Manger plus de portions de fruits de mer par semaine était associée à une augmentation des scores cognitifs et à une diminution des symptômes du spectre autistique chez les enfants. La consommation de 600 grammes de poisson par semaine - environ trois à quatre portions - était liée à une augmentation de 2,8 points du QI. De manière inattendue, l'effet protecteur était particulièrement fort pour les gros poissons gras comme le thon, qui ont certains des niveaux les plus élevés de DHA - et de mercure - parmi les types de poissons.

Le test sanguin du cordon ombilical a révélé des quantités plus élevées de mercure et DHA pour les personnes qui mangeaient plus de gros poissons gras, mais les chercheurs n'ont pas vu d'associations négatives avec le mercure et le développement neurologique de l'enfant. «Il semble que notre indicateur de mercure en dit plus sur la consommation de poisson et l'effet positif de la consommation de poisson que sur les effets neurotoxiques du mercure», déclare Jordi Julvez, co-auteur de l'étude, chercheur au Centre de recherche en épidémiologie environnementale (CREAL ) à Barcelone. Les avantages diminuaient lorsque la consommation de poisson était supérieure à 600 grammes.

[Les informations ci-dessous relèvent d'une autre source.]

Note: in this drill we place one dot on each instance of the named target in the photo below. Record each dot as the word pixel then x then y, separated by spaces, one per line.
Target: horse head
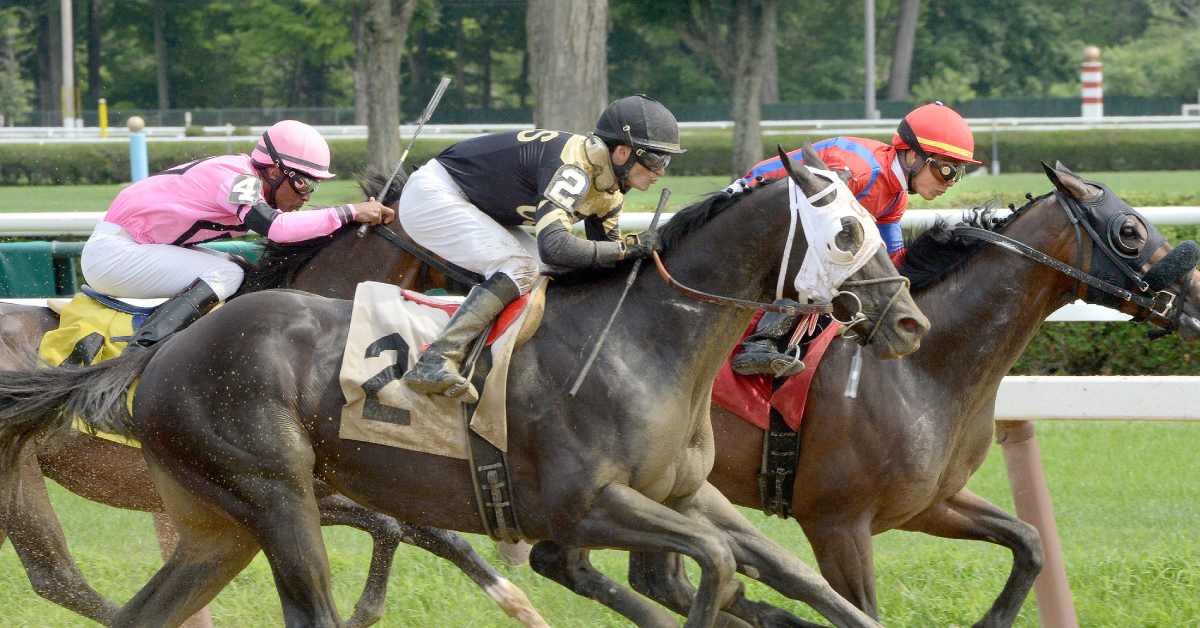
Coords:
pixel 876 303
pixel 1129 252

La quantité de poisson sans danger pour les femmes enceintes et le type de poisson sont vivement débattues. Alors que l'Autorité européenne de sécurité des aliments reconnaît un avantage à une à quatre portions de poisson par semaine pour les futures mères, elle recommande de limiter les poissons riches en mercure. Aux États-Unis, le projet de recommandations de l’année dernière de la Food and Drug Administration (FDA) des États-Unis a révisé sa position sur la consommation de poisson pendant la grossesse. Auparavant, ils avaient averti les femmes de ne pas en manger trop. Dans les nouvelles lignes directrices, ils ont encouragé les femmes à en manger davantage - mais seulement 2 à 3 portions par semaine - et à choisir les types les moins riches en mercure et à limiter leur consommation de gros poissons prédateurs, comme le thon, qui en contiennent plus.

L'étude était observationnelle, donc elle n'a pas été conçue pour déterminer une cause. Mais Julvez émet l'hypothèse que les oméga-3 DHA pendant la grossesse sont la clé, d'autant plus que d'autres biomarqueurs de la consommation de poisson qu'ils ont examinés, comme la vitamine B, n'ont pas expliqué l'association. Le DHA est important dans la construction des neurones et des membranes cellulaires, dit-il. Et la grossesse semble être le moment le plus efficace pour que les enfants profitent du développement cérébral. «À ce moment précis, une grande quantité de DHA est nécessaire lorsque le cerveau se développe», dit Julvez.

Des recherches supplémentaires sont nécessaires, en particulier sur le rôle du mercure et si les effets positifs sur le cerveau durent après l'âge 5. Mais pour l'instant, les résultats suggèrent que les recommandations américaines actuelles sont peut-être trop strictes, écrivent Julvez et ses co-auteurs. «Dans l'ensemble, les résultats actuels ne suggèrent aucune association indésirable entre une consommation élevée de fruits de mer pendant la grossesse et le développement neurologique de la progéniture», écrivent-ils, et qu'une consommation élevée de fruits de mer peut même apporter des avantages pour le cerveau.